Todos los 31 de octubre de cada año se celebra Halloween y cada vez más gente decide festejarlo. En cada rincón del país aparecen más y más chicos disfrazados de fantasmas, calabazas o brujas que comen golosinas hasta empacharse.

Sin embargo, no hay nada más alejado de nuestra historia y cultura que este “festejo”. Cada vez más, costumbres ajenas, extranjeras se filtran en nuestras tradiciones.

Desde los institutos de inglés quieren hacerles creer a los chicos que asisten que forman parte de esa cultura por eso, en vez de festejar un 25 de mayo o el 9 de julio con locro o empanadas, hay que festejar “Halloween” con caramelos.

Mientras tanto, series, películas y dibujitos animados educan a los chicos como si todo lo que pasa en la televisión fuese la realidad, los más chicos están colmados de productos de la industria cultural que les enseña que tanto “Halloween” como el “Día de los Enamorados” son las fechas más importantes del calendario. Bienvenido todo lo que sea para vender: Así las publicidades y los comercios aprovechan para vender todo los productos que importen relacionado con esta festividad extranjera.

Además, la comunidad cristiana evangélica destaca que no es una tradición argentina. Como ocurre siempre que se importan actos culturales diferentes a los nuestros, el verdadero significado queda relegado a una simple imitación. Jamás se ha celebrado como parte de nuestra cultura e idiosincracia argentina, una noche dedicada a las brujas.
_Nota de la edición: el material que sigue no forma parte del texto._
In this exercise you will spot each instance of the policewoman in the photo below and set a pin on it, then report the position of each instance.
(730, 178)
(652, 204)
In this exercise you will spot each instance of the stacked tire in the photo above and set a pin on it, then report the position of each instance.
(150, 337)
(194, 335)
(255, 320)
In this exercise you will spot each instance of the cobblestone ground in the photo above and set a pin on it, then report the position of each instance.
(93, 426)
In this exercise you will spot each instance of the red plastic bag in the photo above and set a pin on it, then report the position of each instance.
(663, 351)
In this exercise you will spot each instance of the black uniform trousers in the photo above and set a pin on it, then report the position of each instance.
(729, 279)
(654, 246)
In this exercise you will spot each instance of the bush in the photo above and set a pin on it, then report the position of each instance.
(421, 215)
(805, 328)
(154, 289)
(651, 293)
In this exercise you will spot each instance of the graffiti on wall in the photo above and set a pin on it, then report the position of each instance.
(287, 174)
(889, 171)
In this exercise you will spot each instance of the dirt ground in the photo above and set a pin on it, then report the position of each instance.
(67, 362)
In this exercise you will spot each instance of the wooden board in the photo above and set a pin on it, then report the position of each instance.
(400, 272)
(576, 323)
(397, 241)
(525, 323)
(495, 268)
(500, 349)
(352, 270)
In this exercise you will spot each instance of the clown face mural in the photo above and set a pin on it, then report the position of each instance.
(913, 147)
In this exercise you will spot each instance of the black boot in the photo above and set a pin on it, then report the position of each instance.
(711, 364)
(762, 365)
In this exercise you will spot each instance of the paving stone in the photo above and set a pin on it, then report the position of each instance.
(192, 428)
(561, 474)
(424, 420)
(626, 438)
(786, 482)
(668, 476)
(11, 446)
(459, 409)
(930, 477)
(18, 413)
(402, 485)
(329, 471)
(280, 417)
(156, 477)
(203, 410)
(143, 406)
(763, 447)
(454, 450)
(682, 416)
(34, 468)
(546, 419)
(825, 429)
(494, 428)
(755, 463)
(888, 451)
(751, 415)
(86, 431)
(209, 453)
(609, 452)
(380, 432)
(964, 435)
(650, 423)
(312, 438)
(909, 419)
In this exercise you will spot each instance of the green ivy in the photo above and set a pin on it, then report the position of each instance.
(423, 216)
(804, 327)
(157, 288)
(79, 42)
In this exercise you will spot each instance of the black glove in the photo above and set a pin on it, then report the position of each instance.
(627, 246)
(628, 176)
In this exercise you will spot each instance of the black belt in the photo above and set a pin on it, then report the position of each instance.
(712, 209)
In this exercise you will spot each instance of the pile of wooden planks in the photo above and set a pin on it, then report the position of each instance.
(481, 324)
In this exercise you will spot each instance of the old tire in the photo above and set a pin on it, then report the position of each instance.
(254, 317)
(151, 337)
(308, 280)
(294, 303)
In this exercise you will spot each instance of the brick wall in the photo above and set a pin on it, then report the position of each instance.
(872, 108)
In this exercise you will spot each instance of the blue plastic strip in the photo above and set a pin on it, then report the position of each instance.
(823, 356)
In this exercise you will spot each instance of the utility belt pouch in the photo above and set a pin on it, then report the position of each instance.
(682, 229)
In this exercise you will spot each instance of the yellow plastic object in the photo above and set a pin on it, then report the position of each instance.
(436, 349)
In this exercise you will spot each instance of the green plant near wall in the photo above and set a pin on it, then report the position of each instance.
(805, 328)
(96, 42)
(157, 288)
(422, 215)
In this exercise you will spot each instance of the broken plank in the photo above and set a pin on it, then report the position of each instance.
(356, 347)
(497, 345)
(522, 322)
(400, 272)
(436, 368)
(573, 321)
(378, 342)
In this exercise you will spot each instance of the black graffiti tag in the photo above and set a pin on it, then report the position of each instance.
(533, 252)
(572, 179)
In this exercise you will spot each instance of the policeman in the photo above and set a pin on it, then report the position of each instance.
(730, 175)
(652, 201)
Por otro lado, sirve para rendir culto a satanás. Aunque en apariencia es una actividad recreativa y muy llamativa, sobre todo para los niños, su verdadero significado sigue oculto a nuestros ojos. En muchos países, incluyendo el nuestro, los grupos satánicos usan esa noche para un “culto” especial dedicado a satanás y en muchos países alrededor del mundo, se hacen sacrificios humanos, sobre todo de niños que han sido secuestrados de sus hogares y que son ofrecidos como víctimas inocentes en una noche de lujuria, drogas, alcohol y toda clase de desenfrenos, en las llamadas “misas negras”.

Finalmente, se opone al primer mandamiento. Este tipo de actividades, ni exalta el nombre de Jesús, ni tiene nada que ver con su Padre Celestial y mucho menos con el Santo Espíritu del Dios Altísimo. Por lo tanto va en contraposición al primer mandamiento de amar a Dios con toda nuestra alma, nuestra mente, nuestro corazón, con todas nuestras fuerzas; en fin con todo nuestro ser.